Die entscheidende Wendung kam in der 23. Minute, als Kaoru Mitoma das einzige Tor des Spiels erzielte. England konnte in dieser Partie kein einziges Tor erzielen, was zu einer 0:1-Niederlage führte. Dies war Englands zweite Testpartie im Vorfeld der Weltmeisterschaft, und die Abwesenheit von Harry Kane, der aufgrund einer leichten Verletzung fehlte, wurde als entscheidender Faktor angesehen.
Die unmittelbaren Auswirkungen dieser Niederlage waren deutlich spürbar. Die englischen Spieler wurden nach dem Schlusspfiff von den Fans mit Pfiffen empfangen, was die Unzufriedenheit über die gezeigte Leistung widerspiegelte. Japan hingegen feierte seinen vierten Sieg in Folge und zeigte sich in der Offensive effizient, indem sie ihre wenigen Chancen optimal nutzten.

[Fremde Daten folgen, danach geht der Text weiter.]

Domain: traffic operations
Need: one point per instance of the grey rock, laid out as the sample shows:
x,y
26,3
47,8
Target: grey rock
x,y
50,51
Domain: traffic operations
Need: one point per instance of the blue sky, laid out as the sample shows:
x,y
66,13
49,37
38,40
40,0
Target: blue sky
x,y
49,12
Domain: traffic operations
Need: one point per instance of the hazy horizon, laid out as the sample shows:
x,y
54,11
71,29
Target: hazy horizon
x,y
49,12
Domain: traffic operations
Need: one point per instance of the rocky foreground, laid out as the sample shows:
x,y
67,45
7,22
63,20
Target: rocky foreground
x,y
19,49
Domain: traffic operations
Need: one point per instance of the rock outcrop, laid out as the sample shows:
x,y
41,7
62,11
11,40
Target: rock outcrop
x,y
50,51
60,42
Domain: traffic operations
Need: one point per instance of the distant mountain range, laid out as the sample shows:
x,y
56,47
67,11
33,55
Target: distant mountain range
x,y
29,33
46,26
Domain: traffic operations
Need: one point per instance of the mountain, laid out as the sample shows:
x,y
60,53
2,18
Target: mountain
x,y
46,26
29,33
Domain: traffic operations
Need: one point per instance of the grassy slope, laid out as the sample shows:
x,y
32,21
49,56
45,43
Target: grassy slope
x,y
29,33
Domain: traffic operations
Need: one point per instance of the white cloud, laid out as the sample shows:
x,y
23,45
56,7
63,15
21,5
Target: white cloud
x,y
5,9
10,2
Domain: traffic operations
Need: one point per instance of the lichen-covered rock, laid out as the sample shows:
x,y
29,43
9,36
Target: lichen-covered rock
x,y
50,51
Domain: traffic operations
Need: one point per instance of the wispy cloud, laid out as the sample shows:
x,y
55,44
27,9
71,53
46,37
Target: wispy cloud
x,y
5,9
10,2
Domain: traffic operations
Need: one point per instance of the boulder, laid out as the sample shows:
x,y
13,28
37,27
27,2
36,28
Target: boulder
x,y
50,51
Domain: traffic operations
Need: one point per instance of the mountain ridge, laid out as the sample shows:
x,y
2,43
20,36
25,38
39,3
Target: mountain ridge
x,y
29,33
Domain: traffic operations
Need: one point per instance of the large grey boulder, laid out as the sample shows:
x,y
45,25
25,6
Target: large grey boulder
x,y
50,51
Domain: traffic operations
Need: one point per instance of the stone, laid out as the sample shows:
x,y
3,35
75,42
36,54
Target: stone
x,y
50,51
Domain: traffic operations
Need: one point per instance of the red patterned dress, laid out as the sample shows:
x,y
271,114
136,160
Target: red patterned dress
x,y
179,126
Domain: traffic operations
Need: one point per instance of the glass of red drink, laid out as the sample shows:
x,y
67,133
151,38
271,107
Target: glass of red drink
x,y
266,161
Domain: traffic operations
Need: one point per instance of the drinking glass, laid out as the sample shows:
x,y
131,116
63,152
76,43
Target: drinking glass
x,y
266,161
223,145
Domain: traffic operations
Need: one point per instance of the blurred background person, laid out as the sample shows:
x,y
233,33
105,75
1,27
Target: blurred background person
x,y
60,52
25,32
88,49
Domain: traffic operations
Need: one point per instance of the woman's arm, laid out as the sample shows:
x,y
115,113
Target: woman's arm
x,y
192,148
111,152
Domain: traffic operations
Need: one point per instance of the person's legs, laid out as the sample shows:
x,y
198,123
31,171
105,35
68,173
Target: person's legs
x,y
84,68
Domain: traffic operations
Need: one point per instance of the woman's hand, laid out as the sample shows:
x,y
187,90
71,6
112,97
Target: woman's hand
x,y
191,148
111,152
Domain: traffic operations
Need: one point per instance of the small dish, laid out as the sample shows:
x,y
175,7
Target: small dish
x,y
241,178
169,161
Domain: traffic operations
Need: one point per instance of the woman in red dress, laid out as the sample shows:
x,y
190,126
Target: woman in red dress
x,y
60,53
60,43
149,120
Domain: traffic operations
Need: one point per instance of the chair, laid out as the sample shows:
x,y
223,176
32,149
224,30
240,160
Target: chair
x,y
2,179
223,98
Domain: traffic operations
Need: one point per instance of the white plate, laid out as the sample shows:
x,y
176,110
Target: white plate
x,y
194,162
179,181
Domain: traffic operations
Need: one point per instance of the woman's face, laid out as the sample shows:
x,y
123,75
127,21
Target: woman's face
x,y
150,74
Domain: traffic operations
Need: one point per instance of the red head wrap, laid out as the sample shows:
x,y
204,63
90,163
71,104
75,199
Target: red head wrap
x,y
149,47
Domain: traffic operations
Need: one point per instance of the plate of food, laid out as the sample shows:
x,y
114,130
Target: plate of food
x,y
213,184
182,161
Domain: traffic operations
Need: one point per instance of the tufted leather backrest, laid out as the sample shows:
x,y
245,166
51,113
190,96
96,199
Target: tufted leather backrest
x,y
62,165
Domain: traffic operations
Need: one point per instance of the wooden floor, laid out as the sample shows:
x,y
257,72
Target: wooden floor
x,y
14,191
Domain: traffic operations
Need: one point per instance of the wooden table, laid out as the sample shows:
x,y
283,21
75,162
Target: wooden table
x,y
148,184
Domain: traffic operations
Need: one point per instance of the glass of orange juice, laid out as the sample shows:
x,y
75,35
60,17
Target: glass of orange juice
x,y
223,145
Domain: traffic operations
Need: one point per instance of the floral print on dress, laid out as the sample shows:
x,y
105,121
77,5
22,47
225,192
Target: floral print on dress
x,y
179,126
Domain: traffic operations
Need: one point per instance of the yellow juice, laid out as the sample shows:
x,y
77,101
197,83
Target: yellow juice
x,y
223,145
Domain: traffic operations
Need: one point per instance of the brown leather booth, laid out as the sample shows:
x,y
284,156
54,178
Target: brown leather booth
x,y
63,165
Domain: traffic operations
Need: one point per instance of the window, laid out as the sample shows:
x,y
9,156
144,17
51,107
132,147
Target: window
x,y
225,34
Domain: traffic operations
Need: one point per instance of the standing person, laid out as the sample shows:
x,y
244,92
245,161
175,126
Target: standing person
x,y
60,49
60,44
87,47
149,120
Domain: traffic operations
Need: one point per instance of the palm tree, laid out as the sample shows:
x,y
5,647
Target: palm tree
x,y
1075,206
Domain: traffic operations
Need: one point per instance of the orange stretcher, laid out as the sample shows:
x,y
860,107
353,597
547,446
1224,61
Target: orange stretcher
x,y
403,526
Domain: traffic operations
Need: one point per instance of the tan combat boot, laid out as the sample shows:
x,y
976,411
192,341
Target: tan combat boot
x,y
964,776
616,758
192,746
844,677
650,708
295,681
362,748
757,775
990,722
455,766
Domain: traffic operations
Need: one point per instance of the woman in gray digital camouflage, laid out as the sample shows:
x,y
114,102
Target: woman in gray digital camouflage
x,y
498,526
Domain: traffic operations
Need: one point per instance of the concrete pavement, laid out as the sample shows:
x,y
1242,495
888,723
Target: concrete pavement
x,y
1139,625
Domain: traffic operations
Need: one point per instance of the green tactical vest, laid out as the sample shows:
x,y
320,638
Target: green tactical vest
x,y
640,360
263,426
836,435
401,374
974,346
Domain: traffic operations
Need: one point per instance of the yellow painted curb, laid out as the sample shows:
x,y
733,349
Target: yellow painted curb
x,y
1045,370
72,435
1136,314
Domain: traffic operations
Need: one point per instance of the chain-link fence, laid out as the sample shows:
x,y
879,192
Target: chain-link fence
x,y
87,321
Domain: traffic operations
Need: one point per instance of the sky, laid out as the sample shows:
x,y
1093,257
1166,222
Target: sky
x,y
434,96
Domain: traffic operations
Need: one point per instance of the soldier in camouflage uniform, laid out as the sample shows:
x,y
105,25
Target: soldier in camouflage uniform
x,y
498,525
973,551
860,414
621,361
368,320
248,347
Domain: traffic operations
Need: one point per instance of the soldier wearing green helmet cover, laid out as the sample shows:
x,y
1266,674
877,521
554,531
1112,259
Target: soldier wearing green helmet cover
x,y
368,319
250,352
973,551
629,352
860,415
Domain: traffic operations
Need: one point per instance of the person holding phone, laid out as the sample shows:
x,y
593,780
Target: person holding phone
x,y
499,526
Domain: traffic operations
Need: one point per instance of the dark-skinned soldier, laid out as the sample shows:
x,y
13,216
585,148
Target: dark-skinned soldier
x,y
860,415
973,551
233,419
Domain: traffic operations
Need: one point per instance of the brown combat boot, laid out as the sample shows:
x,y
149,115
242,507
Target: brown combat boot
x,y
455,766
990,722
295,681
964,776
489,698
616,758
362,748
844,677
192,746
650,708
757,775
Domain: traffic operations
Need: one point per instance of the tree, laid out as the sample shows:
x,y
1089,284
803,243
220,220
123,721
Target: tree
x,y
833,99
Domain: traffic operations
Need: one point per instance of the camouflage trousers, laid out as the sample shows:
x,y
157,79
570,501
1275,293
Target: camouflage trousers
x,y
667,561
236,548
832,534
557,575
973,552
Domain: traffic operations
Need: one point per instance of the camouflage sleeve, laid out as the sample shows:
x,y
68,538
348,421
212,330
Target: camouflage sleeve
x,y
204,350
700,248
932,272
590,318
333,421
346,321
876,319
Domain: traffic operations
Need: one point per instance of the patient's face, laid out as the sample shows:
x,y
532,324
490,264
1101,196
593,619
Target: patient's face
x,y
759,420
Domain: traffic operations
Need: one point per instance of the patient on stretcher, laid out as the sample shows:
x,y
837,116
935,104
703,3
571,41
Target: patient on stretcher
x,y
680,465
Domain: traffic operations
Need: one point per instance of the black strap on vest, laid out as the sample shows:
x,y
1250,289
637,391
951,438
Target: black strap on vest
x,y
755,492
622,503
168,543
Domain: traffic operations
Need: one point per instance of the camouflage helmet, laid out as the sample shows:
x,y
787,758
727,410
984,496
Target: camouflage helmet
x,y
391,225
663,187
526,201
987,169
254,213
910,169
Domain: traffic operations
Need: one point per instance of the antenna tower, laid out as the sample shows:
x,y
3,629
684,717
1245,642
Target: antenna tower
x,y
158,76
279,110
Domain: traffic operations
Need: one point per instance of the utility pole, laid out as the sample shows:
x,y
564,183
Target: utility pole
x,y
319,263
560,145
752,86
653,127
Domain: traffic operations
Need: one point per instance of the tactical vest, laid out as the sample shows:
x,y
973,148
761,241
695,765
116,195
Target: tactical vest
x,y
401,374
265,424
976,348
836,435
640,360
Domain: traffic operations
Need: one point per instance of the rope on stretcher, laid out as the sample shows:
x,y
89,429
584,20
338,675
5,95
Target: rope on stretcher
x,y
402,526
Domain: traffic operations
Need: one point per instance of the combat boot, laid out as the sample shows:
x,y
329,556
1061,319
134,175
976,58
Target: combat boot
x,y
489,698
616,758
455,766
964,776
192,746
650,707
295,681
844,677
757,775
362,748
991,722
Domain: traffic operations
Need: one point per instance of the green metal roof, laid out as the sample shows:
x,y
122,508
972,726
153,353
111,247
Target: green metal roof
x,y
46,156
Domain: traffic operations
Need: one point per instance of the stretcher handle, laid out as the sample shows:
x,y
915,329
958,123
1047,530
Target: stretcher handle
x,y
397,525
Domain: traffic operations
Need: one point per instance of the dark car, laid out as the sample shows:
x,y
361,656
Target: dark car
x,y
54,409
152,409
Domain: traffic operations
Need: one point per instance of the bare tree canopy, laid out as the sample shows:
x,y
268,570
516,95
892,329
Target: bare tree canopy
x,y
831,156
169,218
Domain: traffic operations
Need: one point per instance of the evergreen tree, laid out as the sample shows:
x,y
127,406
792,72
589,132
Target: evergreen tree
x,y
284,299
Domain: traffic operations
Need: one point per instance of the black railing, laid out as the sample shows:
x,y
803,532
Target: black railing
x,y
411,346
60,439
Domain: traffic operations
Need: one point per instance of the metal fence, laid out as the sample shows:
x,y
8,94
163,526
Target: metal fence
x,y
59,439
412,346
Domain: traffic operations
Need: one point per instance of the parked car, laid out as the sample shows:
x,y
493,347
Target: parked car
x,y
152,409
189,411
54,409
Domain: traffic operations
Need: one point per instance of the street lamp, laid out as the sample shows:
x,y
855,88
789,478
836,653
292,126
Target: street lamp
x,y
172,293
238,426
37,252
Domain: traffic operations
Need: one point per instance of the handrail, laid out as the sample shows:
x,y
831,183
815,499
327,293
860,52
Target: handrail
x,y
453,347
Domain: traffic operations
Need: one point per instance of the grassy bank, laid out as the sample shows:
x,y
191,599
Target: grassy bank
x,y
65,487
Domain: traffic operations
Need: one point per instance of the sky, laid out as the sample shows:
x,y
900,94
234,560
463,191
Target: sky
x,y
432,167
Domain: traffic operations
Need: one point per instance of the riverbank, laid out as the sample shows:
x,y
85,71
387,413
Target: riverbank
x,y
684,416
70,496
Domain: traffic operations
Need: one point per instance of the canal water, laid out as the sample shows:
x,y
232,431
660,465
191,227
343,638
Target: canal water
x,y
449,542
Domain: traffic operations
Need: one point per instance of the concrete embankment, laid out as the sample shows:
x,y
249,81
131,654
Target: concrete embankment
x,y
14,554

Experten heben hervor, dass die Niederlage für England ein Warnsignal sein könnte. Die Mannschaft muss sich schnell steigern, um bei der Weltmeisterschaft wettbewerbsfähig zu sein. „Japan nutzte seine wenigen Möglichkeiten effizient“, wurde nach dem Spiel festgestellt. Die Ungewissheit über die Schwere von Harry Kanes Verletzung bleibt bestehen, was die Situation für England zusätzlich kompliziert.
Insgesamt zeigt dieses Ergebnis, dass England noch viel Arbeit vor sich hat, um sich auf die bevorstehenden Herausforderungen vorzubereiten. Die Niederlage gegen Japan könnte als Weckruf dienen, um die notwendigen Anpassungen vorzunehmen und die Moral der Mannschaft zu stärken.